Using External Data in Data Matching

One of the things that data quality tools does is data matching. Data matching is mostly related to the party master data domain. It is about comparing two or more data records that does not have exactly the same data but are describing the same real world entity.

Common approaches for that is to compare data records in internal master data repositories within your organization. However, there are great advantages in bringing in external reference data sources to support the data matching.

Some of the ways to do that I have worked with includes these kind of big reference data:

identityBusiness directories:

The business-to-business (B2B) world does not have privacy issues in the degree we see in the business-to-consumer (B2C) world. Therefore there are many business directories out there with a quite complete picture of which business entities exists in a given country and even in regions and the whole world.

A common approach is to first match your internal B2B records against a business directory and obtain a unique key for each business entity. The next step of matching business entities with that unique is a no brainer.

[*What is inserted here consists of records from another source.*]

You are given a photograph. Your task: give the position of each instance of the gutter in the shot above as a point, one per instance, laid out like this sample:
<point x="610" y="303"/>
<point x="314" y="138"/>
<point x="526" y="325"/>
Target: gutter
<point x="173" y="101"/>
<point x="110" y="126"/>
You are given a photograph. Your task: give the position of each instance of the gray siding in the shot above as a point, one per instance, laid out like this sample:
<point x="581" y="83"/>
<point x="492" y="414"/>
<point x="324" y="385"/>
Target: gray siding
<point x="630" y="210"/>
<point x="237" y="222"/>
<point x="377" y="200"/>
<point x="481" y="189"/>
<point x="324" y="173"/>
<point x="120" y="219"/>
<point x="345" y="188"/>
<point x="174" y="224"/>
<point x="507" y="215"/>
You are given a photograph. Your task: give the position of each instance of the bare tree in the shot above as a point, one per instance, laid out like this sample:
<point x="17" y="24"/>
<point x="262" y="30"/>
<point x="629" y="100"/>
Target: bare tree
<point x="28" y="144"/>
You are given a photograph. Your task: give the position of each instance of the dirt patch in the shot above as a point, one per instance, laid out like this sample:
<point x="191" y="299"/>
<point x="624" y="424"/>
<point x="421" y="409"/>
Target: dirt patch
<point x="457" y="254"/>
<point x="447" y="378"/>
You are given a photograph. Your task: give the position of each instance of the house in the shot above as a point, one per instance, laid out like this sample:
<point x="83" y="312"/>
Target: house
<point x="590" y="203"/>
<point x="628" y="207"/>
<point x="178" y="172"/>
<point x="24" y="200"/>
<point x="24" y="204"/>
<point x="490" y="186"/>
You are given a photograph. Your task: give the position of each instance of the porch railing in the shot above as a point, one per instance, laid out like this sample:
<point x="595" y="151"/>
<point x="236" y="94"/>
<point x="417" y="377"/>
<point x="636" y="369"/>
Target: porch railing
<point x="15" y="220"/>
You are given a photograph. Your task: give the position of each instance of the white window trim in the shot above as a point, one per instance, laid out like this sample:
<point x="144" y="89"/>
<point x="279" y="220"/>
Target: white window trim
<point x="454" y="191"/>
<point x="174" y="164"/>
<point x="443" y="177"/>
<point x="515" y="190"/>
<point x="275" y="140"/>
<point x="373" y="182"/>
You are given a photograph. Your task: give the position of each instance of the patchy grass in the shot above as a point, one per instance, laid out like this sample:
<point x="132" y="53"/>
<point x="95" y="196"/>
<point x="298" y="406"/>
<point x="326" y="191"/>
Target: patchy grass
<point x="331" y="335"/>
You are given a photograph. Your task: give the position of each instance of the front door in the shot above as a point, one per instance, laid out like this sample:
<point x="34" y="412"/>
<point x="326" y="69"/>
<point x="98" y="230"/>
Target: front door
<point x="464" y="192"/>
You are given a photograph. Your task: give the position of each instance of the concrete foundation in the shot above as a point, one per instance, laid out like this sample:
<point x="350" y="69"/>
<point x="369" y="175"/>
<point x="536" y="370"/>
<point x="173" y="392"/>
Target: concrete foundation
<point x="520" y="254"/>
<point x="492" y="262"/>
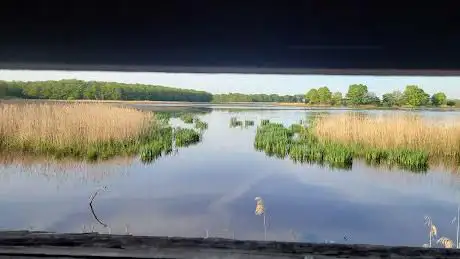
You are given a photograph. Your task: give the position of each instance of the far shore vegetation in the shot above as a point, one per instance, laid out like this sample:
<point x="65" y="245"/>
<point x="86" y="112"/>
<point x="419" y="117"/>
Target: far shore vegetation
<point x="87" y="131"/>
<point x="357" y="95"/>
<point x="405" y="141"/>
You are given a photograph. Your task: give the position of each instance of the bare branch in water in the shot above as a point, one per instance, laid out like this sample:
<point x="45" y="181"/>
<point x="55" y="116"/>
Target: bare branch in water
<point x="91" y="205"/>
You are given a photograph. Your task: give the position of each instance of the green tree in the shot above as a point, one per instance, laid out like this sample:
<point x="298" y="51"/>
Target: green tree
<point x="336" y="98"/>
<point x="356" y="94"/>
<point x="312" y="96"/>
<point x="3" y="89"/>
<point x="324" y="95"/>
<point x="415" y="96"/>
<point x="439" y="99"/>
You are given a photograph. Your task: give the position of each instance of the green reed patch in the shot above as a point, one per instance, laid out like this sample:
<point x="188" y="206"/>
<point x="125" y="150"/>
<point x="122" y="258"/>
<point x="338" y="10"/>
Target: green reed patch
<point x="200" y="125"/>
<point x="186" y="137"/>
<point x="248" y="123"/>
<point x="264" y="122"/>
<point x="187" y="118"/>
<point x="234" y="122"/>
<point x="163" y="117"/>
<point x="296" y="128"/>
<point x="276" y="140"/>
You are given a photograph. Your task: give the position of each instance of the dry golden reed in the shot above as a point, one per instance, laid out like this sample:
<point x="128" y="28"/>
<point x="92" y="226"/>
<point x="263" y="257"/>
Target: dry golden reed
<point x="67" y="124"/>
<point x="437" y="137"/>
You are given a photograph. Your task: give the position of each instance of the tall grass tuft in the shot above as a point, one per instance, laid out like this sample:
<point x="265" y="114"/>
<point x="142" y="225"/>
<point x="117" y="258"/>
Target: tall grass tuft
<point x="234" y="122"/>
<point x="187" y="118"/>
<point x="85" y="131"/>
<point x="435" y="138"/>
<point x="200" y="125"/>
<point x="89" y="130"/>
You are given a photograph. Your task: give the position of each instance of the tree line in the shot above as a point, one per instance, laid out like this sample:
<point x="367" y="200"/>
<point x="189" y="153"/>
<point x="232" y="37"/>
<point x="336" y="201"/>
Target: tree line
<point x="238" y="97"/>
<point x="358" y="94"/>
<point x="94" y="90"/>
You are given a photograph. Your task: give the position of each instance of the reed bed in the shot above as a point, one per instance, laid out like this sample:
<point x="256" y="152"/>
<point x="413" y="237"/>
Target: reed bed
<point x="200" y="125"/>
<point x="88" y="131"/>
<point x="78" y="124"/>
<point x="301" y="144"/>
<point x="187" y="118"/>
<point x="248" y="123"/>
<point x="438" y="138"/>
<point x="186" y="137"/>
<point x="234" y="122"/>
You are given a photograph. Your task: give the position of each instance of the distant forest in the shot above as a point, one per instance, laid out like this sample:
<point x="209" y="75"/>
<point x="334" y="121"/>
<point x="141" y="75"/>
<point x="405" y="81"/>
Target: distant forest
<point x="93" y="90"/>
<point x="356" y="95"/>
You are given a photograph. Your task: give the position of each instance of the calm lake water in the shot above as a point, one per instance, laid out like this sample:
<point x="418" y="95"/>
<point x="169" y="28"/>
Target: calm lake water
<point x="209" y="189"/>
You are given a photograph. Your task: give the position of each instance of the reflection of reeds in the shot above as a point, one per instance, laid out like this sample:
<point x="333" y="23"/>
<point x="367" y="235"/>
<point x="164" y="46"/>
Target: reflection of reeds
<point x="260" y="210"/>
<point x="436" y="137"/>
<point x="68" y="124"/>
<point x="446" y="242"/>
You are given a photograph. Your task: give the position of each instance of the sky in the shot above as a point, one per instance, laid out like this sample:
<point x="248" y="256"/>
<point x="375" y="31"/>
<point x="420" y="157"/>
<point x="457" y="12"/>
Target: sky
<point x="249" y="83"/>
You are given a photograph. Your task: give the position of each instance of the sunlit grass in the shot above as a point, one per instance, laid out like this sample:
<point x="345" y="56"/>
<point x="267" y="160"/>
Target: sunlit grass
<point x="393" y="132"/>
<point x="89" y="131"/>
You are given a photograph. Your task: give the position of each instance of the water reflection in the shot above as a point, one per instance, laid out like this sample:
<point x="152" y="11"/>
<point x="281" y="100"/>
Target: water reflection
<point x="209" y="189"/>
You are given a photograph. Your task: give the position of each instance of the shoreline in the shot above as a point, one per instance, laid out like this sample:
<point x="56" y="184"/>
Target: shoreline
<point x="235" y="105"/>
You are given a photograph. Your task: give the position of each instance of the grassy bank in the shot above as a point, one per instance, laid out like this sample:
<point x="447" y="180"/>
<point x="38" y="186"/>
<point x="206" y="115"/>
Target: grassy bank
<point x="435" y="137"/>
<point x="407" y="142"/>
<point x="82" y="130"/>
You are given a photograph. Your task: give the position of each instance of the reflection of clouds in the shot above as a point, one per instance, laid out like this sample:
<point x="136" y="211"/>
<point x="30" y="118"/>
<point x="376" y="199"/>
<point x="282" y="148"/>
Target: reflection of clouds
<point x="212" y="186"/>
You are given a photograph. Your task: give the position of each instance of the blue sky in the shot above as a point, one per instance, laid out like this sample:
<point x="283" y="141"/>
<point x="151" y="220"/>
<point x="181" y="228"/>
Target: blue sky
<point x="249" y="83"/>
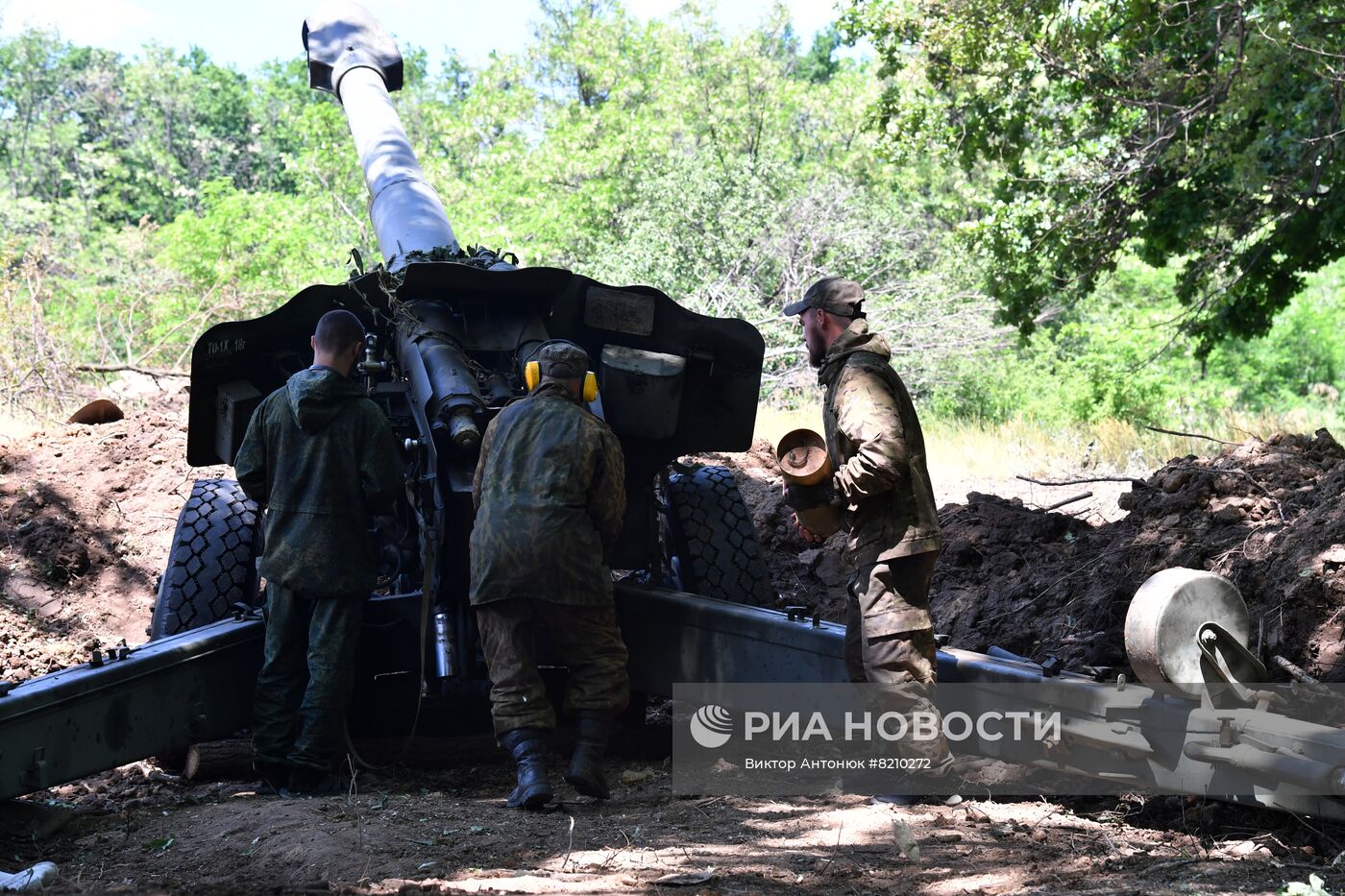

The problem is though that an automatic match between internal B2B records and a business directory most often does not yield a 100 % hit rate. Not even close as examined in the post 3 out of 10.

Address directories:

Address directories are mostly used in order to standardize postal address data, so that two addresses in internal master data that can be standardized to an address written in exactly the same way can be better matched.

A deeper use of address directories is to exploit related property data. The probability of two records with “John Smith” on the same address being a true positive match is much higher if the address is a single-family house opposite to a high-rise building, nursery home or university campus.

Relocation services:

A common cause of false negatives in data matching is that you have compared two records where one of the postal addresses is an old one.

Bringing in National Change of Address (NCOA) services for the countries in question will help a lot.

The optimal way of doing that (and utilizing business and address directories) is to make it a continuous element of Master Data Management (MDM) as explored in the post The Relocation Event.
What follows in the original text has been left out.